Some of them have done bridge rounds as well plus we have also done top-ups in some situations. A couple of our B2C companies will take longer to recover and reach pre-COVID levels but they have taken strong cost-cutting measures to ensure they can survive this crisis and extend the runway. 

At Blacksoil, we were positively surprised by the ability of some of our portfolio companies to adapt their business models to the unprecedented conditions of the lockdown. Compared to traditional companies, these start-ups have nimble business models which allowed them to quickly adjust their processes to beat the lockdown.

For example, an urban logistics solutions provider in our portfolio was able to onboard 20+ clients in Q1FY20 alone, adding a new revenue stream from essential goods providers. We witnessed a used-cars platform to introduce a system of home test drives and contact-less home deliveries. 

We also saw an education company move their content online and continue operations with virtual lectures. Overall, the impact of the lockdown on our portfolio company was minimal.

We would like to highlight that B2B has performed better compared to B2C which is seeing improvement m-o-m. Because of the lockdown, there has been a slump in end-consumer demand as non-essential purchases have been pushed back.

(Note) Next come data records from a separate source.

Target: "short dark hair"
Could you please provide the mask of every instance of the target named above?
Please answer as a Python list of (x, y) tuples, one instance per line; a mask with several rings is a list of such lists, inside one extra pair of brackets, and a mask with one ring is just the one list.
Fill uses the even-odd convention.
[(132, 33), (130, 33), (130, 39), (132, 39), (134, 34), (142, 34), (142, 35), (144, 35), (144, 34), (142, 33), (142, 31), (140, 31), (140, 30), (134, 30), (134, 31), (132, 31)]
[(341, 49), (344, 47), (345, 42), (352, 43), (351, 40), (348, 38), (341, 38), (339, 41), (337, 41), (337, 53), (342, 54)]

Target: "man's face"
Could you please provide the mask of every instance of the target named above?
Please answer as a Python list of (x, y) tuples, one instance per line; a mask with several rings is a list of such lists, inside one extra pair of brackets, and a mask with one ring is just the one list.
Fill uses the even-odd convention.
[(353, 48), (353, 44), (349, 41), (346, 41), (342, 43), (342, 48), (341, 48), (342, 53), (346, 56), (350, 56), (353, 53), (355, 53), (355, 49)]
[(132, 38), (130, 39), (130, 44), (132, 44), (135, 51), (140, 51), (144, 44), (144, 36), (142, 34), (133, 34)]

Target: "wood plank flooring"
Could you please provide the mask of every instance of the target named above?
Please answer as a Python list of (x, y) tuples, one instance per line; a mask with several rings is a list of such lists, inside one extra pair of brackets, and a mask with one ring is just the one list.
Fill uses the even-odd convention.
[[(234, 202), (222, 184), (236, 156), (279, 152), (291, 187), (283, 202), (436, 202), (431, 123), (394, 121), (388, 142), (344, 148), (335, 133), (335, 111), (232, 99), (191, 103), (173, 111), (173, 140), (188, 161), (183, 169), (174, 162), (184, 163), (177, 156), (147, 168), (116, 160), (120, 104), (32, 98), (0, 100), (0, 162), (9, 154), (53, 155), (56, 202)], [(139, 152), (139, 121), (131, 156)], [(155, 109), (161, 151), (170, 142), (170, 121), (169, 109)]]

Some of the better-performing sectors include Healthcare, Logistics & SaaS.

When speaking about EBITDA margins, the same has improved for a lot of the companies compared to pre-Covid levels attributed to fixed expenses being lower & the utilization of various support measures introduced by the Government.

TechGraph: Lastly, what does the future hold for BlackSoil?

Ankur Bansal: The inflow of deals that we are receiving has significantly increased during the lockdown and we have been actively investing in high potential startups. 

We recently launched Blacksoil India Credit Fund, our first AIF in the venture debt business, and raised INR 110 Cr in the first close primarily from family offices and HNIs.

The fund will look to raise overall INR 350 Cr and complete 30 deals with an average ticket size of INR 10-20 Cr per transaction. We are seeing a strong pipeline of deals and we would be looking to invest in sectors that we project are ripe for disruption.